After he decided to run for president, some of those positions changed. In his two presidential campaigns, he ran as an opponent of abortion, advocated amending the Constitution to ban gay marriage and described himself as "severely conservative."
But the Republican Party's most passionate voters never fully embraced him. Romney struggled through a long and nasty primary, losing state contests to former House Speaker Newt Gingrich and former Pennsylvania Sen. Rick Santorum, both of whom had long been sitting on their party's sidelines.
It wasn't immediately clear if Romney will seek an ongoing role in a Republican Party that's embarking upon a period of soul-searching. With a successful career in the private sector, he could secure a position in private business, though he is worth millions and hasn't worked a job with a regular paycheque in more than a decade. Those close to Romney also suggest he could purse philanthropic opportunities or even play a role in the Olympics after having led the 2002 Winter Games.
Frustrated conservatives may make a full return to politics by Romney, even in a supporting role, difficult on the national stage.
"What was presented as discipline by the Romney campaign by staying on one message, the economy, was a strategic error," said Marjorie Dannenfelser, president of the anti-abortion group Susan B. Anthony List. She argued that Romney handed Obama a victory by failing to focus on a socially conservative agenda.
On the flip side, other party leaders are insisting his loss means the GOP needs to reject some of the harsh rhetoric Romney embraced on issues important to women and Hispanics. "The country is changing, and the people our party appeals to is a static group," said Republican strategist Mike Murphy.
Romney won the nomination over the course of years. While he formally ended his first presidential bid in 2008 after losing the nomination to John McCain, he went on to build a network of political support by turning immediately to raising money for candidates and officeholders in the states he would need to carry him to the 2012 nomination.

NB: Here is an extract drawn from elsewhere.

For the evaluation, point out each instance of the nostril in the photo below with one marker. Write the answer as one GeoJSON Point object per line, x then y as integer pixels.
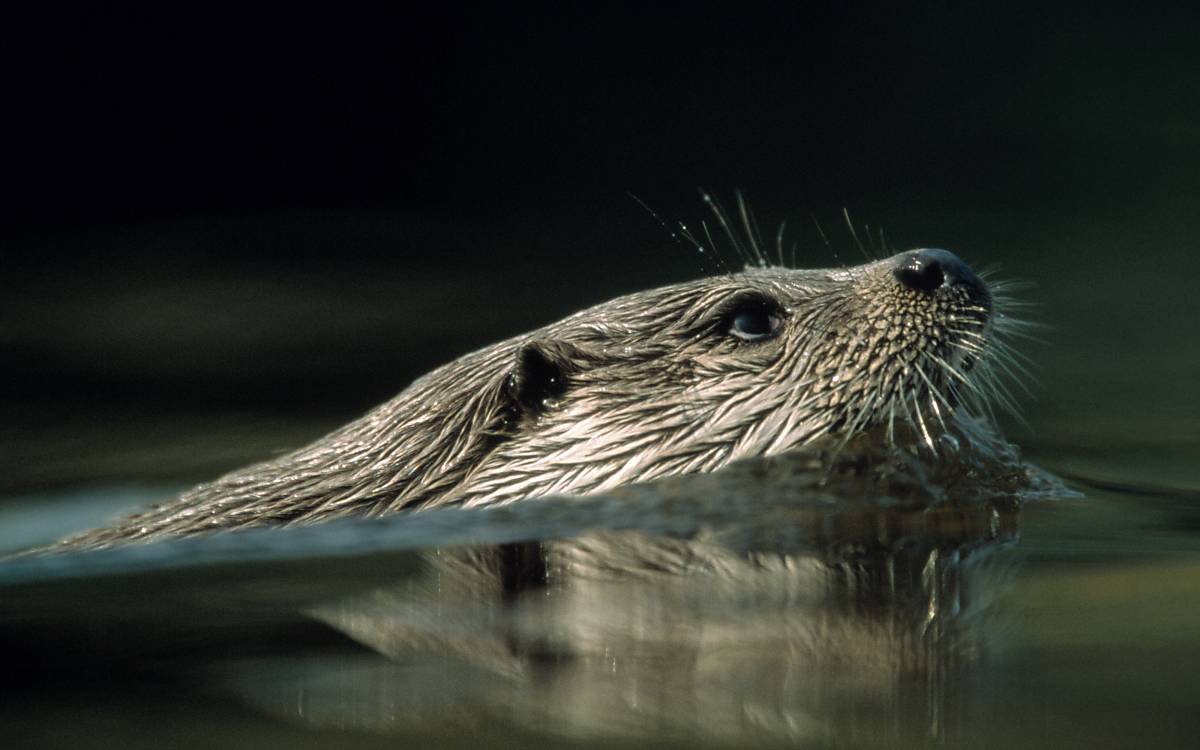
{"type": "Point", "coordinates": [922, 276]}
{"type": "Point", "coordinates": [929, 269]}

He formally launched his second presidential bid in June 2011. Many members of his senior staff were already living in Boston by that point, uprooting lives in Washington or New York to commit to Romney's campaign.
On Tuesday, that all ended. By the end, running mate Paul Ryan said Romney was "running on fumes."
As the returns rolled in and state after state was called for Obama, Romney tuned out entirely at times.
"At one point tonight, he just turned off the TV and just played with the grandkids," said longtime aide Eric Fehrnstrom, standing in the ballroom after Romney's concession speech.